Second, the surgeon must decide when to send the patient for therapy. Unfortunately, there is no consensus about when to start therapy, given the heterogeneity and low quality of evidence on the subject. Usually, this decision is made after considering the time that it will likely take for the repaired tissue to heal as well the magnitude of both the injury and the repair.
Designing and Implementing the Rehabilitation Plan
Once the decision has been made to send the patient to therapy, the surgeon must consider many factors regarding the rehabilitation system. One such factor is the number of steps that the patient must go through before finally reaching the therapist. In some systems, the surgeon sends the patient directly to the therapist, who evaluates the patient, designs a therapy plan, discusses the plan with the surgeon and, finally, applies the plan in conjunction with the patient. In other systems, a physiatrist interprets the surgeon’s request and then designs a therapy plan, which is then executed by the therapist. In most cases involving the latter type of system, the patient receives therapy from different therapists, each with different ideas and manners of applying the techniques indicated by the physician, which can lead to either insufficient or overaggressive maneuvers and, ultimately, to undesirable results.
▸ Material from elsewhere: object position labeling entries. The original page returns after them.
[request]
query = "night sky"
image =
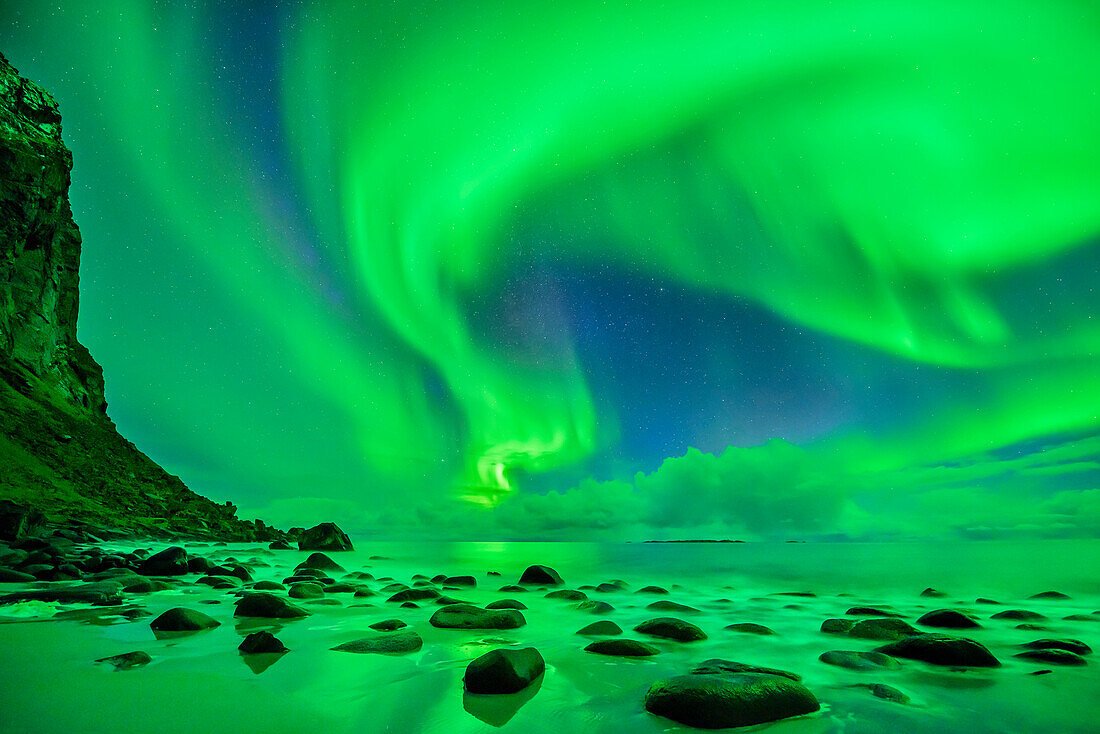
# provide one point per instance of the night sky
(505, 270)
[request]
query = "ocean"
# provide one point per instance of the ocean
(200, 683)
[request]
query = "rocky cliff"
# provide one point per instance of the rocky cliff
(62, 461)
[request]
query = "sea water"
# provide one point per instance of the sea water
(198, 682)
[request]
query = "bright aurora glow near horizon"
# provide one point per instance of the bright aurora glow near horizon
(580, 271)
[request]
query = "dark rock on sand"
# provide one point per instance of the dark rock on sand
(506, 604)
(837, 626)
(711, 701)
(468, 616)
(622, 647)
(262, 604)
(319, 561)
(671, 628)
(872, 611)
(397, 643)
(460, 581)
(326, 536)
(1018, 614)
(261, 642)
(948, 619)
(306, 590)
(603, 627)
(721, 667)
(942, 649)
(883, 691)
(504, 671)
(750, 627)
(887, 628)
(857, 660)
(182, 619)
(169, 561)
(541, 574)
(672, 606)
(1053, 657)
(388, 625)
(1071, 645)
(595, 607)
(414, 595)
(128, 660)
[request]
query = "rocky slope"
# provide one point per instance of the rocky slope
(62, 461)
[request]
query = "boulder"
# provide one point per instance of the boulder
(603, 627)
(750, 627)
(128, 660)
(468, 616)
(722, 701)
(541, 574)
(262, 604)
(506, 604)
(261, 642)
(169, 561)
(622, 647)
(388, 625)
(1071, 645)
(884, 628)
(942, 649)
(182, 619)
(504, 671)
(948, 619)
(396, 643)
(671, 628)
(319, 561)
(858, 660)
(1053, 657)
(326, 536)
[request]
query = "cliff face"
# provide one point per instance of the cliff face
(62, 461)
(40, 248)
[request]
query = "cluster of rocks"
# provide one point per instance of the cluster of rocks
(714, 693)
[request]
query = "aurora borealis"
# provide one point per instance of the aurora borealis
(494, 269)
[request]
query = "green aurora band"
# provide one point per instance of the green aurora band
(872, 171)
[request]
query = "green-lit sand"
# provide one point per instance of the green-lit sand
(199, 682)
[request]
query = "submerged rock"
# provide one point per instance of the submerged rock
(182, 619)
(664, 605)
(128, 660)
(397, 643)
(750, 627)
(468, 616)
(858, 660)
(262, 604)
(1053, 657)
(541, 574)
(504, 671)
(622, 647)
(261, 642)
(942, 649)
(169, 561)
(388, 625)
(722, 701)
(506, 604)
(948, 619)
(1071, 645)
(326, 536)
(671, 628)
(602, 627)
(883, 691)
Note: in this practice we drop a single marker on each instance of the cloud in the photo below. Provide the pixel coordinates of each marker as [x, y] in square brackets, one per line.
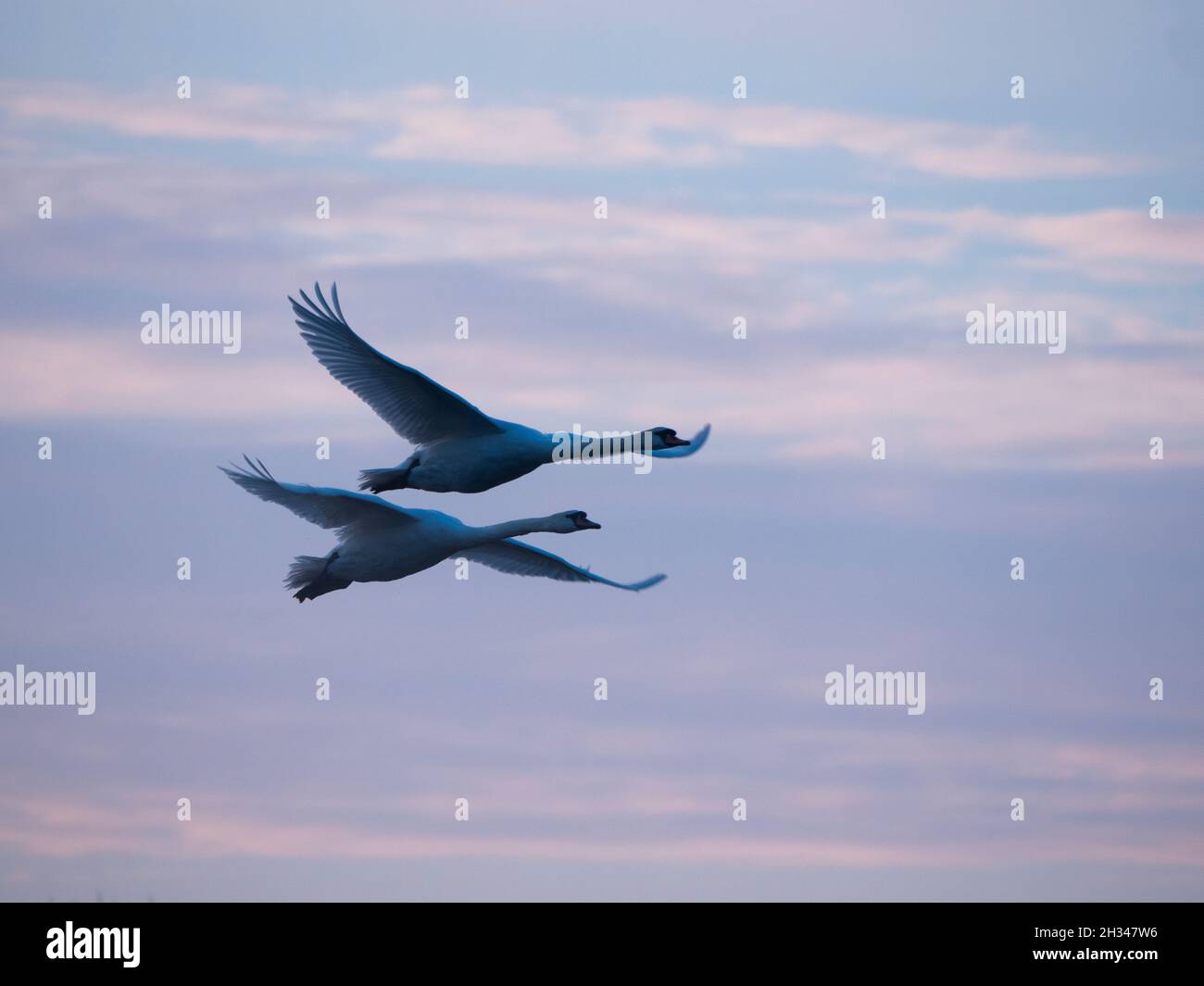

Type and Duration of Immobilization
The type and duration of immobilization after a repair also vary widely between surgeons; however, a 4 to 6-week immobilization period is generally preferred because of the time needed for tendons and/or capsulolabral structures to heal. With regard to the position of the limb when in a sling, there is no consensus about whether to leave the sling in rest position or to use abduction/rotation pillows.
General Principles of Shoulder Rehabilitation After Arthroscopic Surgery (Box 1)
Box 1
General Principles of Rehabilitation Following Shoulder Surgery
• Incorporate scapular stabilization exercises • Protect the repair(s)
• Avoid or minimize stiffness
• Recover upper-limb kinetic chain
Three Stages of Recovery
Following a shoulder repair, there are three recognizable phases to recovery. The first phase, which usually lasts for 6 to 8 weeks, is characterized by healing of the repaired or grafted tissue into its osseous or soft-tissue attachment (e.g., cuff-to-footprint healing or labrum-to-glenoid healing).